De la Sinceridad a la autenticidad - 8

Durante el capítulo se hacen algunas referencias al principio socrático de “conocerse a sí mismo”,


sin embargo, nuestro autor sitúa el surgimiento del problema de la autenticidad apenas en el
siglo XVIII, con Rousseau y Diderot. Cabe preguntarse si el surgimiento de dicho problema no
podría remontarse más bien a los tiempos de Sócrates, o por lo menos a su época. Lo que quiero
decir es: ¿No es el autoconocimiento condición necesaria y suficiente para la autenticidad?

Hume dijo de Rousseau: “... nadie se conoce menos a sí mismo”. ¿Y cómo alguien que no se
conoce a sí mismo puede ser auténtico? ¿Creeríamos en la autenticidad de alguien que no sabe
realmente lo que piensa o lo que es? Puede ser que el caso del “sobrino de Romeau” sea más
propicio para hablar de autenticidad y posteriormente de confianza, pero se puede tener la
intuición de que el problema se puede rastrear ya en los escritos platónicos.

Además del principio de “conocerse a sí mismo” -que es primordial en el camino de cualquier


hombre para llegar posteriormente al saber- Sócrates siempre pide a sus interlocutores (y
también promete él mismo) ser sincero. De hecho, cuando intuye que alguno no está siendo
sincero le ruega de nuevo que siga el curso de lo que realmente cree.

Básicamente se podría decir que la autenticidad es aquel tipo de acciones o de sentencias que
surgen de inmediato, que salen de manera natural y casi “sin pensar” como cuando Rousseau
acusó a su amiga de haber robado el peine. Pero lo que logra hacer Sócrates muchas veces es
mostrar que sus interlocutores están errados cuando responden lo primero que se les viene a la
boca; y de hecho les muestra que no pensaban aquello que acaban de proferir.
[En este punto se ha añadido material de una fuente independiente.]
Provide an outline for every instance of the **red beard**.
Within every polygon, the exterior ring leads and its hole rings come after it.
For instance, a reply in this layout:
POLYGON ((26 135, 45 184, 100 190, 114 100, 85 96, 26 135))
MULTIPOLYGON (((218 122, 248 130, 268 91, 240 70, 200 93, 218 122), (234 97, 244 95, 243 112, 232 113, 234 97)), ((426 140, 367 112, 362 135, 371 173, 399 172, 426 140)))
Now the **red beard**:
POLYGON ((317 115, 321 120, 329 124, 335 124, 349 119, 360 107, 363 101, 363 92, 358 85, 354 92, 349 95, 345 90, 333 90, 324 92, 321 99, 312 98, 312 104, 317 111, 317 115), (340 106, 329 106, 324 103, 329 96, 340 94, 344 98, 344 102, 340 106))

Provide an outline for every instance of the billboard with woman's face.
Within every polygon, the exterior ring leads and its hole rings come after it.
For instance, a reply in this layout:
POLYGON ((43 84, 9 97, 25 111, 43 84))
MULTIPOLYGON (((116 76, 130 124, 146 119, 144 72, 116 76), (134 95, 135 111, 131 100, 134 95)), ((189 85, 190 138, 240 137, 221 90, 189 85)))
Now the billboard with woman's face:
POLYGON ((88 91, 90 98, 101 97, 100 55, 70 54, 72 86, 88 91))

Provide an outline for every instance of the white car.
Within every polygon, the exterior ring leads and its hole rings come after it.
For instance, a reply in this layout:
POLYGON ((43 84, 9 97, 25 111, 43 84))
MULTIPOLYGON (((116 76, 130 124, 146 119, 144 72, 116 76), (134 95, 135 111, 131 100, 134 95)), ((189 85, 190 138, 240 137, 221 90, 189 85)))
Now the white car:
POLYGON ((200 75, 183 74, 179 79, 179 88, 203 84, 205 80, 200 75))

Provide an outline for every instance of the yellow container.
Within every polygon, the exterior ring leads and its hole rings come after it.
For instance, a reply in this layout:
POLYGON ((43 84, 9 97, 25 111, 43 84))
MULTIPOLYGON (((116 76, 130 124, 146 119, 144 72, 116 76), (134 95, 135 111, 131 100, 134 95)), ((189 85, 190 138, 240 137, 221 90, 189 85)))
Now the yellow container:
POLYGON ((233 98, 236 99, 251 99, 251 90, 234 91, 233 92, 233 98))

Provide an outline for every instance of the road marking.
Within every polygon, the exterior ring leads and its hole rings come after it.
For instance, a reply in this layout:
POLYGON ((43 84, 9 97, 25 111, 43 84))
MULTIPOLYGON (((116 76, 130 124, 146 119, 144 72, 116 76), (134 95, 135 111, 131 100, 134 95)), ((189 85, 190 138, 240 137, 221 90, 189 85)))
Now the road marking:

Así, cuando uno
de los personajes que discuten con él da una definición, por ejemplo de la valentía, les llega a
mostrar por medio de ejemplos y analogías que aquella definición es incoherente con otras que
poseían, en pocas palabras les muestra que no creían en lo que decían. Esto no lo hacían dichos
personajes por ser mentirosos, o por querer salvarse de la pena de ser descubiertos, como en el
caso de las Confesiones; lo hacían así porque posiblemente no habían reflexionado lo suficiente,
y creían saber lo que en realidad no sabían. El punto es que la autenticidad puede ir en contra
de la veracidad, pero no puede surgir en cambio de la total ignorancia acerca de lo que se
requiere expresión. Una respuesta auténtica no puede surgir acerca de la ignorancia absoluta,
se debe poseer algún tipo de creencia al respecto, así sea errónea; de lo contrario no sería
posible dar una respuesta rápida y propia (auténtica) en el caso de que la situación lo requiera.
Se puede pensar que es únicamente después de la reflexión o del diálogo que podemos llegar a
sentar nuestras posiciones respecto de temas concretos, para que cuando se requiera una
respuesta esta pueda ser real.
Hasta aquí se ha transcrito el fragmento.